Additionally, Edward Bass, heir to an oil fortune and Biosphere’s original benefactor, donated the facility to the UA last year, and gifted the UA $30 million for the facility. All of that money is now held within the UA Foundation. Every year, a percentage of that endowment spins off and goes back into a fraction of the total operational costs of the Biosphere, Adams said, which is $5 million.
Additionally, the UA is hiring new researchers to focus their study at the Biosphere full time.
“Now, we have the horsepower so that it’s not just John (Adams) and I running around trying to do everything,” Ruiz said.
With each new big endeavor, such as the landscape observatory or the ocean reefs, Biosphere leadership — including Adams, Ruiz and Peter Troch, Biosphere’s science director — builds up an network of researchers to manage the new initiative.
Many new hires are beginning their careers at the UA as faculty and at Biosphere.
UA assistant professor of ecosystem genomics Laura Meredith studies microbes and will lead the rainforest development.
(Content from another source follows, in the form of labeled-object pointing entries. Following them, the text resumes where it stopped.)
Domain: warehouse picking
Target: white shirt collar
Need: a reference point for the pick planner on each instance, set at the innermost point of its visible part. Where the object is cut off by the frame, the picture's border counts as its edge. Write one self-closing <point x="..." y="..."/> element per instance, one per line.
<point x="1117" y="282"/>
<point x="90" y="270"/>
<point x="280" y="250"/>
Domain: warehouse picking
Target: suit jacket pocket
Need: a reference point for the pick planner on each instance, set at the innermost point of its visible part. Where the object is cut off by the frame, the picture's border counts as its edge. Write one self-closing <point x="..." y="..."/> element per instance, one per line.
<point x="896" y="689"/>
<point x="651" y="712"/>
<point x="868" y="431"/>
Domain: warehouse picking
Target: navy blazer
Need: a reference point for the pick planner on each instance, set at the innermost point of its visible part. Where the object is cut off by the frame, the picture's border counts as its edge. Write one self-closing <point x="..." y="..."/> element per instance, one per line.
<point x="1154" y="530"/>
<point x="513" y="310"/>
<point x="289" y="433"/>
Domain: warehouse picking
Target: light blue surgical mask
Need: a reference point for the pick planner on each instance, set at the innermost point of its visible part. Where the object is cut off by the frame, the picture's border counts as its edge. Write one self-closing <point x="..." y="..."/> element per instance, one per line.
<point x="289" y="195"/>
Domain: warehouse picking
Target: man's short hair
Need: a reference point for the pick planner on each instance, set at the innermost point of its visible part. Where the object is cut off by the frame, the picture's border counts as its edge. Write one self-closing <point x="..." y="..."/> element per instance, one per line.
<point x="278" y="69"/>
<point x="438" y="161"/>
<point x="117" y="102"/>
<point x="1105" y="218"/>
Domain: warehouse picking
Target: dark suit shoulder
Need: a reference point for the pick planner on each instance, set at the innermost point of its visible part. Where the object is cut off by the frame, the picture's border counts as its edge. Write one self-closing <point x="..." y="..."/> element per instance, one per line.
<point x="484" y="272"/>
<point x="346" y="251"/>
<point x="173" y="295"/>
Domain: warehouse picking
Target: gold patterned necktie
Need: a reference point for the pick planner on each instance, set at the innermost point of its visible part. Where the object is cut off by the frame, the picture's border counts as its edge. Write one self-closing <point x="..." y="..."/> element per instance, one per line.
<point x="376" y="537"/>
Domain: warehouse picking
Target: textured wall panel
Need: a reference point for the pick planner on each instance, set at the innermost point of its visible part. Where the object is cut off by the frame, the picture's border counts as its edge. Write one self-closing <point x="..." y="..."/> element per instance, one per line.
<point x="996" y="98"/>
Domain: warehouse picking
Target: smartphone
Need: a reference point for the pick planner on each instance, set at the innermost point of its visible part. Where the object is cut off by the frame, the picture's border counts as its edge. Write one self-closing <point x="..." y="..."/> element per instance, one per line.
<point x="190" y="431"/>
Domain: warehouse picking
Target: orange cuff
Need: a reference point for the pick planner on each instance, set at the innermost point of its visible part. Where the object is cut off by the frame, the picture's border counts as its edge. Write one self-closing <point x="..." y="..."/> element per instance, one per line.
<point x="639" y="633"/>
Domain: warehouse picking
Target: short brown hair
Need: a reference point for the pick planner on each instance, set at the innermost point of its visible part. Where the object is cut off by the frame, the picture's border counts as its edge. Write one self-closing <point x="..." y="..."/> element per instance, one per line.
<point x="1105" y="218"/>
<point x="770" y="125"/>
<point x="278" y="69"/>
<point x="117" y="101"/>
Diane Thompson, assistant professor of geosciences, researches corals and will oversee the ocean.
“A lot of the new hires are telling us they can’t do the work they want to do anywhere else,” Adams said.
The Biosphere also hopes to grow its K-12 programs, and ticket sales have been on the rise.
About 100,000 visitors walked beneath the glass domes last year. The numbers have been growing steadily.
Later this year, the Biosphere is planning to partner with dancers to put on five-minute shows for tours, and a half-hour evening performance.
Biosphere’s leadership still pushes back against the narrative that it was a failed experiment in the 1990s. “There’s no such thing as a failed experiment,” said Adams and Ruiz.
“The single most important lesson we learned from the Biosphere was just how complex earth systems actually are and how little we understand them,” Adams said. Now, the UA has was a unique ecological tool and an opportunity to share earth science with the public.
“Even though we’re talking about the 25-year anniversary of that group of eight people who took this remarkable journey and sealed themselves inside,” Adams said, “in my opinion, the real story is about how the Biosphere has been able to be repurposed over all these years and still have relevance.”